I love this haiku.  It has a certain post-modern quality that gives it a great contemporary appeal, yet describes a very essential truism about the nature of life.    This is a poem about memory and nostalgia and, probably more importantly, it addresses the second of the 4 Noble Truths: "the origin of suffering is attachment."   What is felt here is the sweetness, the very humanness, of the pain caused by attachment.    This may be my very favorite Bashō poem.



       First day of spring—
I keep thinking about
       the end of autumn.



Again, memory plays a big part in this haiku.   Truly, spring and autumn share many qualities; but for the direction of the wind, one is hard put to tell which season is which on any given day.  And, of course, the wind doesn't know what month it is.  How often in describing beautiful weather in autumn we mention blustery weather in spring as and vice-versa.  Still, what is the poet exactly thinking about the end of autumn?



        The jars of octopus—
brief dreams
        under the summer moon.



The oddness of the two elements of this haiku - an octopus in a jar and brief, disturbed dreams - are what unites the imagery.   The oddness is the meaning and, as such, encapsulates  the oddness of life itself.



       It's not like anything
they compare it to—
       the summer moon.



Pure, unadulterated Zen in spirit, if not in execution.  Talk about the finger pointing at the moon!  This one tells the reader in no uncertain terms that there is no finger.



       As the sound fades,
the scent of flowers comes up—
       the evening bell.



I've been thinking a lot about this haiku, so much so that I believe I will be using it in the introductory haiku class in October I'll be conducting.  What I've been thinking about this I can sum up in one word: vibrations.   That's not what all the critics tell me I should be thinking but I'm thinking it anyway.


       A cicada shell;
it sang itself
       utterly away.



How lyrical can it get?  Anymore lyrical than this?   I doubt it.  The ennui of life perfectly sketched, emphasizing how beautiful sadness might be, if perceived a certain way at a certain time.


       Year after year
on the monkey's face
       a monkey's face.



Another ku that has a post-modern feel, combined again with a Zen feeling, both in philosophy and in execution.  This time the reader cannot see the man behind the curtain.   This poem also recalls for me personally the story I recounted in last week's post about suddenly seeing human faces as having overwhelmingly animal characteristics.   



     A wild sea—
and flowing out toward Sado Island,
     the Milky Way.




The visual image is at once surreal, overpowering, and lyrical.  Yosano Akiko has a beautiful tanka about the Milky Way - the collection of her work, The River of Stars, refers to it - and there are a number of other haiku in this tradition.  Issa, I believe, has at least one ("A clear view / in the soup kettle / ... Milky Way," translated by David G. Lanoue).   In this rendition of Bashō's haiku, since the sea is wild the Milky Way can't be a reflection.  More likely it is so wild, that the sky and sea seem to be one.  Perhaps it is a clear night before a storm or a clearing one just after.



       A caterpillar,
this deep in fall—
       still not a butterfly.




Is this a strikingly modern haiku in its implications?   If a reader insisted that this was senryu rather than haiku, it would have a different resonance than perhaps originally intended, but a significant resonance none the less.   




       The dragonfly
can't quite land
       on that blade of grass.




Here is a moment, a series of contiguous moments actually, so perfectly captured through minute observation that it may only be described as immensely beautiful.  This is as painterly as Buson - actually, it is beyond painterly, it is cinematic.



       A group of them
gazing at the moon,
       not one face beautiful.




This poem has an Issa quality about it.  On the surface, it is about a group of people at a moon viewing party.

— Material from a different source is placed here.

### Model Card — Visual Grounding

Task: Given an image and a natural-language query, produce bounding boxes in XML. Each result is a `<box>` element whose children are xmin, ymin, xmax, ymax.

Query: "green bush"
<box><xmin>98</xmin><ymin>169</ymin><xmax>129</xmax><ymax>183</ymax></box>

Somehow, there seems to be something very attractive about the lack of beauty in Bashō's companions.  Is the moon's face, too, ugly?



       Ripening barley—
does it get that color
       from the skylark's tears?




This last is a favorite of mine - a striking image, a philosophical inquiry or, perhaps, a scientific one.  It reminds me a bit of one of Bashō's most famous, and one of my favorite, haiku.   For me, both show a very practical side to the concept of reincarnation.



The summer's grass!
all that's left
of ancient warriors' dreams.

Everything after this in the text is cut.